Evaluating Potential of A Uniformly Charged Circular Ring - kQ/a

[Phymath]

A uniformly charged infinitely thin circular ring of radius a has total charge Q. Place the ring in the xy-plane with its center at the origin. Use cylindrical coordinates...

Find the potential at a point in the xy-plane a distance 2a from the orgin give your answer as a number times kQ/a
...
I figured the potential to be for some point in the xy-plane,$$(2a, \Phi , 0)$$
$$k_e j a \int_0 ^{2 \pi} \frac{d \theta}{\sqrt{(2a)^2+a^2-2(2a)a cos(\Phi - \theta)}}$$
$$= k_e j a \int_0 ^{2 \pi} \frac{d \theta}{\sqrt{4a^2+a^2-4a^2 cos(\Phi - \theta)}}$$
where, $$j = \frac{Q}{2 \pi a}$$
$$= k_e j \int_0 ^{2 \pi} \frac{d \theta}{\sqrt{5-4cos(\Phi - \theta)}}$$
did I set up this intergral right? how do I evaluate it? hints answers it all helps

 

[Phymath]

Did I at least set it up correctly? I don't KNOW what to do! i know because the ring is symetric you can drop the phi...
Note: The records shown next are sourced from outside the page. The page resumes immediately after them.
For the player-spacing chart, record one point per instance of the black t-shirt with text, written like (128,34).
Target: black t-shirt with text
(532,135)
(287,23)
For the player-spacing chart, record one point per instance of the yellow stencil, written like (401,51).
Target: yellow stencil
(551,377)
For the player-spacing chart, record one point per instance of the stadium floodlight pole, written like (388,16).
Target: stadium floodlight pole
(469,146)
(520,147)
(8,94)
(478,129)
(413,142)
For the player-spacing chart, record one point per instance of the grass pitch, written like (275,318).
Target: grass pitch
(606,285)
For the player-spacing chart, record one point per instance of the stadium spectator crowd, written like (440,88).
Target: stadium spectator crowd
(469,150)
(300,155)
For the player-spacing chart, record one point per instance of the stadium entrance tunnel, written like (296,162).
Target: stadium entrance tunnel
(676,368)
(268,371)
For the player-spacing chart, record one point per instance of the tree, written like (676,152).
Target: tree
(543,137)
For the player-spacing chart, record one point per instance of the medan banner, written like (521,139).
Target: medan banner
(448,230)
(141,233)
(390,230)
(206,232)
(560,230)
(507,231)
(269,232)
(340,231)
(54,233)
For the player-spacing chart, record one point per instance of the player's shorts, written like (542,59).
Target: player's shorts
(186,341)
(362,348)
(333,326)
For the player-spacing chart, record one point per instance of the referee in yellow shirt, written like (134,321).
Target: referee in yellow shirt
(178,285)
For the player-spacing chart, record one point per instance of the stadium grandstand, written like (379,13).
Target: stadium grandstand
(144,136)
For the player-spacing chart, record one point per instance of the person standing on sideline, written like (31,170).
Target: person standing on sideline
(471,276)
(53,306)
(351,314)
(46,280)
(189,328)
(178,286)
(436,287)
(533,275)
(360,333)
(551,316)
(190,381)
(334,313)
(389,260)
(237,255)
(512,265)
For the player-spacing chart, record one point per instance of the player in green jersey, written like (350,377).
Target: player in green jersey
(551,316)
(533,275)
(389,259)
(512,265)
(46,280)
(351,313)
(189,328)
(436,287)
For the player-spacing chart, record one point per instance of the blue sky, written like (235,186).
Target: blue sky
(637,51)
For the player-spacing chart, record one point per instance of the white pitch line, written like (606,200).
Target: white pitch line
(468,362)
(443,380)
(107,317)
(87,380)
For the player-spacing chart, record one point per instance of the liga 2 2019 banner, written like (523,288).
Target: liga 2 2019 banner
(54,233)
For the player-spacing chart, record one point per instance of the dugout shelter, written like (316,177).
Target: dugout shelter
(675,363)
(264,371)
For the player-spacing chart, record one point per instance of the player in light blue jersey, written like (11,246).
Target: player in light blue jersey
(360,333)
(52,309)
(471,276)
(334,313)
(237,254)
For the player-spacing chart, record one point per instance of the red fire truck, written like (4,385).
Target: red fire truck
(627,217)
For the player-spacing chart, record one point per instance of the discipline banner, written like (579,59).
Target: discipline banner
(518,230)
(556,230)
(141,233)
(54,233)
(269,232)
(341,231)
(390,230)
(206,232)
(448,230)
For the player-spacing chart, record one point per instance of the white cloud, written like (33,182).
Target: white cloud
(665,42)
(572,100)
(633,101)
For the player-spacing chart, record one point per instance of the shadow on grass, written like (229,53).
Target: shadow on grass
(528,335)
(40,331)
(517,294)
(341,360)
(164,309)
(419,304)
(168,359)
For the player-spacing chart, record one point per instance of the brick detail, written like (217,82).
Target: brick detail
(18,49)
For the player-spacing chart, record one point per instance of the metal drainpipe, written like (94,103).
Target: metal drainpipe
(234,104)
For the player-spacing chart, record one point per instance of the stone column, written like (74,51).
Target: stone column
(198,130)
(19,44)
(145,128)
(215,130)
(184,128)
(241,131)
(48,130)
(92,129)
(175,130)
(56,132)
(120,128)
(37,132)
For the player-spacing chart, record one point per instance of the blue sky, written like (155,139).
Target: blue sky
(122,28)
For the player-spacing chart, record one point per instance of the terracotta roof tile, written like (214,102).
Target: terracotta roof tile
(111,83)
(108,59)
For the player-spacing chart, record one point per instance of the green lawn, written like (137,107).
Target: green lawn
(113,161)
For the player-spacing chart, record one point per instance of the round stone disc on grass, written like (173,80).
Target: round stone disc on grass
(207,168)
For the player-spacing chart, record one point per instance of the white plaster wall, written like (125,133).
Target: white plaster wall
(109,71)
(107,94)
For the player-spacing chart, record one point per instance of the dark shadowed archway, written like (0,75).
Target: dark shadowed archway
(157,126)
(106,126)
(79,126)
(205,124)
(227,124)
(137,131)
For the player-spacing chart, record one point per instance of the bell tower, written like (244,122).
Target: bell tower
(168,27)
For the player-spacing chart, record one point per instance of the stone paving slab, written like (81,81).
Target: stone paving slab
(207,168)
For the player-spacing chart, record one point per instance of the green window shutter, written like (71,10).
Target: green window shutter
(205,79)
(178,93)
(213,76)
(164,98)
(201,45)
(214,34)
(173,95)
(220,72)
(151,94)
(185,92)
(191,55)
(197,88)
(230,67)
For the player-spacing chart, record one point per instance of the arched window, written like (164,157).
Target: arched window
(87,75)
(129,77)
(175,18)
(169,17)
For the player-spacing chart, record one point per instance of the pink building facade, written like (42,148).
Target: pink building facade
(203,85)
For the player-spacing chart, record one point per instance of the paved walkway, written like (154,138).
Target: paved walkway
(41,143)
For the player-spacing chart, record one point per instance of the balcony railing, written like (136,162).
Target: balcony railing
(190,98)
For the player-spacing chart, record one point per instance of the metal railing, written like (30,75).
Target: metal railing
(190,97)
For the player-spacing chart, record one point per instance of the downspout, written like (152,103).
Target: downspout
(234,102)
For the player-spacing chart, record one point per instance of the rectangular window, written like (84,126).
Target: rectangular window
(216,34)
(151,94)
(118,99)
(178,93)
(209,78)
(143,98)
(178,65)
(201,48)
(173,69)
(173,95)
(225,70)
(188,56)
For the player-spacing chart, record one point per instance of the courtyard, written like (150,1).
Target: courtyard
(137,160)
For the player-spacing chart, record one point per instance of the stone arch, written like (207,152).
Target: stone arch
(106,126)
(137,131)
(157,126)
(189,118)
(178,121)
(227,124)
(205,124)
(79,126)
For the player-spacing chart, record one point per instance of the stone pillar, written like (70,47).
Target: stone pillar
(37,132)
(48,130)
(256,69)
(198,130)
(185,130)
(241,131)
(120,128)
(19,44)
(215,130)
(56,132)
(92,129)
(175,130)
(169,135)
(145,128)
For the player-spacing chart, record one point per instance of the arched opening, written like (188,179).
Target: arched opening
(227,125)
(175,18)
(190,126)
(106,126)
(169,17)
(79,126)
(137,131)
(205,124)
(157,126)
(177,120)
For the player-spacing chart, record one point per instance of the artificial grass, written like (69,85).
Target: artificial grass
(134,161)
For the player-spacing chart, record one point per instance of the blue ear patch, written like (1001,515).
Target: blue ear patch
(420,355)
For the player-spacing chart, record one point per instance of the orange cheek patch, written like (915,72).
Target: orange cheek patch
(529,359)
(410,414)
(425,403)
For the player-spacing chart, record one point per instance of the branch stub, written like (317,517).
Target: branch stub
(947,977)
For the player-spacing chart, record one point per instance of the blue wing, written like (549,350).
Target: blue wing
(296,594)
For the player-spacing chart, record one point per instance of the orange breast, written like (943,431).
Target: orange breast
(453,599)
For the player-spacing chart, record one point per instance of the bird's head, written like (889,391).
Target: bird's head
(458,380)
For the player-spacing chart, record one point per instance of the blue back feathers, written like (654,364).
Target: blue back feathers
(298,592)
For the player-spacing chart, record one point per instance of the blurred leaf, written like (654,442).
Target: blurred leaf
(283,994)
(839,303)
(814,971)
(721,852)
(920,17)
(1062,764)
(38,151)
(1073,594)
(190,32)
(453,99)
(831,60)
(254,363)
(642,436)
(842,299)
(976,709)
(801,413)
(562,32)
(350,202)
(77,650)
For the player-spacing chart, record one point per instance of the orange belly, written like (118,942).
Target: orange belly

$$= k_e j \int_0 ^{2 \pi} \frac{d \theta}{\sqrt{5-4cos(\theta)}}$$

 

[Justin Lazear]

You want the potential in the same plane as the ring? Btw, you're forgetting a negative.

And Mathematica likes that integral about as much as I do.

--J

 

[Phymath]

ok check this out let me know if this a valid move...

$$r = \sqrt{5-4cos(\theta)}$$ which is polar so...
polar ints have the form
$$\frac{1}{2} \int r^2 d \theta$$

thus...

$$k_e j \frac{1}{2} \int_0 ^{2 \pi} \frac{1}{5-4cos(\theta)} d \theta$$
thus making $$= \frac{k_e Q}{a} \frac{1}{6}$$
let me know what you think...

 

[Phymath]

anyone? come on this can't be that hard

 

[Justin Lazear]

You can't use r² because it's not an area integral. You've already accounted for curvature when you say $ds = r d\theta$.

I don't see a problem with your setup, but your integral isn't easily computed. Mathematica says that it's

$$\frac{2Q \mbox{EllipticK} [-8]}{a \pi}$$

Then again, my brain isn't in such great shape at the moment, so I could very well be wrong.

--J

 

[Phymath]

can i get an actual value for EllipticK(-8)
$$\int_0^{2\pi}\sqrt{1+8sin^2(\theta)}d\theta$$

 

[Justin Lazear]

$$\frac{2Q \mbox{EllipticK} [-8]}{a \pi} = \frac{0.536591 Q}{a}$$

--J